The Advice of Demaratus to Xerxes. - Themistocles. - Actions off Artemisium. - The Greeks retreat. - The Persians invade Delphi, and are repulsed with great Loss. - The Athenians, unaided by their Allies, abandon Athens, and embark for Salamis. - The irresolute and selfish Policy of the Peloponnesians. - Dexterity and Firmness of Themistocles. - Battle of Salamis. - Andros and Carystus besieged by the Greeks. - Anecdotes of Themistocles. - Honours awarded to him in Sparta. - Xerxes returns to Asia. - Olynthus and Potidaea besieged by Artabazus. - The Athenians return Home. - The Ostracism of Aristides is repealed.
I. After the victory of Thermopylae, Demaratus advised the Persian monarch to despatch a detachment of three hundred vessels to the Laconian coast, and seize the Island of Cythera, of which a Spartan once (foreseeing how easily hereafter that post might be made to command and overawe the Laconian capital) had said, "It were better for Sparta if it were sunk into the sea." The profound experience of Demaratus in the selfish and exclusive policy of his countrymen made him argue that, if this were done, the fears of Sparta for herself would prevent her joining the forces of the rest of Greece, and leave the latter a more easy prey to the invader.
The advice, fortunately for the Greeks, was overruled by Achaemenes.
Meanwhile the Grecian navy, assembled off Artemisium, was agitated by divers councils. Beholding the vast number of barbarian ships now collected at Aphetae, and the whole shores around swarming with hostile troops, the Greeks debated the necessity of retreat.

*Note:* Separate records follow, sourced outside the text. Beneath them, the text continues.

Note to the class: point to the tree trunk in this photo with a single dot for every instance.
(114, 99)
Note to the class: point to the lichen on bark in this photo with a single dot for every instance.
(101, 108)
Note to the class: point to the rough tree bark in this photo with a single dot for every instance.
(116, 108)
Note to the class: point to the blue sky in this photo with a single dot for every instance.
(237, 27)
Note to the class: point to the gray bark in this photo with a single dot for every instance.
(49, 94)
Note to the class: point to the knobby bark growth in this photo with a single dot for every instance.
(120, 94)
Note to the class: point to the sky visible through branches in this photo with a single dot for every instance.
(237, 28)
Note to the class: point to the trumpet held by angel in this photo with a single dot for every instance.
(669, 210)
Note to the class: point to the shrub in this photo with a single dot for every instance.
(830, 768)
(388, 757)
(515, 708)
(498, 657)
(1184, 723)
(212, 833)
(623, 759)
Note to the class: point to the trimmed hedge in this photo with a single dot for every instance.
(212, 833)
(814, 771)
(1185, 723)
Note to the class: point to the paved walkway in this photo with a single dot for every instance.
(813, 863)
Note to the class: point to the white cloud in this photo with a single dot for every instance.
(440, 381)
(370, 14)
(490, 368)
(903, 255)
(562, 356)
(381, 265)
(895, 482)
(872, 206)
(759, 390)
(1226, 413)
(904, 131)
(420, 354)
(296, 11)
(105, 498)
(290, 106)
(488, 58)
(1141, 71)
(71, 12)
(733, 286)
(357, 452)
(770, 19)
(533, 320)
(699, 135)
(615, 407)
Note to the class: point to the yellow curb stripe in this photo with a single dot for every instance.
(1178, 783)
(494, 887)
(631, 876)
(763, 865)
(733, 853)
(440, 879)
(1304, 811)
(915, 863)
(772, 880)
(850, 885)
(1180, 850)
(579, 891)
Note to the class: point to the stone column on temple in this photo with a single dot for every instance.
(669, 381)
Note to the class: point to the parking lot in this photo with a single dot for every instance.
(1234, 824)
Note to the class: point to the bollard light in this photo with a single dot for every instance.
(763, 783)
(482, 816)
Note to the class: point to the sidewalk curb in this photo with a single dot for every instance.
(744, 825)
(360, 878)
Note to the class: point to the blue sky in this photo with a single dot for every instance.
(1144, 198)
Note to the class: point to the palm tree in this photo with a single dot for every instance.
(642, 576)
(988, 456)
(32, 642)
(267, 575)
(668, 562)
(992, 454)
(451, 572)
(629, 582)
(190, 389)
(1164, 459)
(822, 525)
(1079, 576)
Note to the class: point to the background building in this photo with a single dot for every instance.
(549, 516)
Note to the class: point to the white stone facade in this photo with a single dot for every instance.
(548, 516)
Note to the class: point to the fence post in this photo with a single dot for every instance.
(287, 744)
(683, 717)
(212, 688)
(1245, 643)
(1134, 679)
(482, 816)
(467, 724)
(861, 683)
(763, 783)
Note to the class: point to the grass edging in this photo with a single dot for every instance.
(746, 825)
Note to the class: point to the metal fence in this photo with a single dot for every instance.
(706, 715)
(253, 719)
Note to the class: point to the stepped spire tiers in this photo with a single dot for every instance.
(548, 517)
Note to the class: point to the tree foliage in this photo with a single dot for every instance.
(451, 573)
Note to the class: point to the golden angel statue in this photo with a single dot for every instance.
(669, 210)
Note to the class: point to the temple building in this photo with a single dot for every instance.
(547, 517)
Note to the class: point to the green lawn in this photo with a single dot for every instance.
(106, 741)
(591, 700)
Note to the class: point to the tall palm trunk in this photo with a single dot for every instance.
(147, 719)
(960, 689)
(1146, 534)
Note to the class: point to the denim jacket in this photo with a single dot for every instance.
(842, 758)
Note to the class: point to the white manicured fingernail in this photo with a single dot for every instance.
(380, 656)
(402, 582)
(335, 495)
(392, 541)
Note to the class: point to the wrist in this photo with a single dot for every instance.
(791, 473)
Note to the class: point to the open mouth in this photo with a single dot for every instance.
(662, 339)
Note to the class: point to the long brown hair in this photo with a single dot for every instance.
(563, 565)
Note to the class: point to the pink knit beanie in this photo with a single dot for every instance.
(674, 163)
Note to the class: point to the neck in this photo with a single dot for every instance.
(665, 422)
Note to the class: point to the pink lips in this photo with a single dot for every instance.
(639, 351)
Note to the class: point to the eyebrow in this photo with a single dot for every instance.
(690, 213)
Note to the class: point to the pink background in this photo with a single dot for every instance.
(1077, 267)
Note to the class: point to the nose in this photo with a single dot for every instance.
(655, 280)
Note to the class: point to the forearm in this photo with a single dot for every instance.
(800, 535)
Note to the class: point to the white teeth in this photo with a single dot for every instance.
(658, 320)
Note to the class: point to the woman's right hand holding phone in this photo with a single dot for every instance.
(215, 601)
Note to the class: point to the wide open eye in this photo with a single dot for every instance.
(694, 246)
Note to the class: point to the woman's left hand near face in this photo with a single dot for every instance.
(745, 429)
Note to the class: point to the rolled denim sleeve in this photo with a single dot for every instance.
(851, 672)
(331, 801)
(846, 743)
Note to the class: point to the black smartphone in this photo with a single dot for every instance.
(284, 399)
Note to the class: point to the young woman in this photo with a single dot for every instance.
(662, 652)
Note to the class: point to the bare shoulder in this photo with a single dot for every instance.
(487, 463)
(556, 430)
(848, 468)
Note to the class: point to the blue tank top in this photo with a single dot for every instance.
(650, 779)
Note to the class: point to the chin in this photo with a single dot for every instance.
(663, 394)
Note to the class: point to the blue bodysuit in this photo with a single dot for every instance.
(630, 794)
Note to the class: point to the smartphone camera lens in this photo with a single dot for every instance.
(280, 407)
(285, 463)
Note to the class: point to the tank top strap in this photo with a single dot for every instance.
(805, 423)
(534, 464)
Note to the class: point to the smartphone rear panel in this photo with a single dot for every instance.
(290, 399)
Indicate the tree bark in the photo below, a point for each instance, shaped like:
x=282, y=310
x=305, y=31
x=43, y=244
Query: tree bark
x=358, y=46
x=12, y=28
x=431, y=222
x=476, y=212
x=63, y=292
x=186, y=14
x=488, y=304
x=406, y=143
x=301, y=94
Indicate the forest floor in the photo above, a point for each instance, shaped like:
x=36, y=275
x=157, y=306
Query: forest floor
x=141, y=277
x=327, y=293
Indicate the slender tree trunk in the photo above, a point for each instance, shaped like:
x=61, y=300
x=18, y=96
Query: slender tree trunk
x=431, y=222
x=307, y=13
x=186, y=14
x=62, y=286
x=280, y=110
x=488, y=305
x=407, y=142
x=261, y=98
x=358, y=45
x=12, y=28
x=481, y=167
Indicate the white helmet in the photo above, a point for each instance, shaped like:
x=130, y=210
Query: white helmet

The fleet was under the command of Eurybiades, the Spartan. For although Athens furnished a force equal to all the rest of the allies together, and might justly, therefore, have pretended to the command, yet the jealousy of the confederates, long accustomed to yield to the claims of Sparta, and unwilling to acknowledge a new superiority in another state, had induced the Athenians readily to forego their claim. And this especially at the instance of Themistocles. "To him," says Plutarch, "Greece not only owes her preservation, but the Athenians in particular the glory of surpassing their enemies in valour and their allies in moderation." But if fortune gave Eurybiades the nominal command, genius forced Themistocles into the actual pre-eminence. That extraordinary man was, above all, adapted to his time; and, suited to its necessities, he commanded its fates. His very fault in the callousness of the moral sentiment, and his unscrupulous regard to expediency, peculiarly aided him in his management of men. He could appeal to the noblest passions - he could wind himself into the most base. Where he could not exalt he corrupted, where he could not persuade he intimidated, where he could not intimidate he bribed. [71]
When the intention to retreat became generally circulated, the inhabitants of the northern coast of Euboea (off which the Athenian navy rode) entreated Eurybiades at least to give them time to remove their slaves and children from the vengeance of the barbarian. Unsuccessful with him, they next sought Themistocles. For the consideration of thirty talents, the Athenian promised to remain at Artemisium, and risk the event of battle. Possessed of this sum, he won over the sturdy Spartan by the gift of five talents, and to Adimantus the Corinthian, the most obstinate in retreat, he privately sent three [72]. The remainder he kept for his own uses; - distinguished from his compeers in this - that he obtained a much larger share of the gift than they; that they were bribed to be brave, and that he was rewarded for bribing them. The pure-minded statesman of the closet cannot but feel some disdain and some regret to find, blended together, the noblest actions and the paltriest motives. But whether in ancient times or in modern, the web of human affairs is woven from a mingled yarn, and the individuals who save nations are not always those most acceptable to the moralist. The share of Themistocles in this business is not, however, so much to his discredit as to that of the Spartan Eurybiades. We cannot but observe that no system contrary to human nature is strong against actual temptation. The Spartan law interdicted the desire of riches, and the Spartans themselves yielded far more easily to the lust of avarice than the luxurious Athenians. Thus a native of Zelea, a city in Asia Minor, had sought to corrupt the Peloponnesian cities by Persian gold: it was not the Spartans, it was the Athenians, who declared this man infamous, and placed his life out of the pale of the Grecian law. With a noble pride Demosthenes speaks of this decree. "The gold," he, says, "was brought into Peloponnesus, not to Athens. But our ancestors extended their care beyond their own city to the whole of Greece." [73] An Aristides is formed by the respect paid to integrity, which society tries in vain - a Demaratus, an Eurybiades, and, as we shall see, a Pausanias, by the laws which, affecting to exclude the influence of the passions, render their temptations novel, and their effects irresistible.
II. The Greeks continued at Euboea; and the Persians, eager to engage so inconsiderable an enemy, despatched two hundred chosen vessels, with orders to make a circuitous route beyond Sciathos, and thus, unperceived, to attack the Grecian rear, while on a concerted signal the rest would advance upon the front.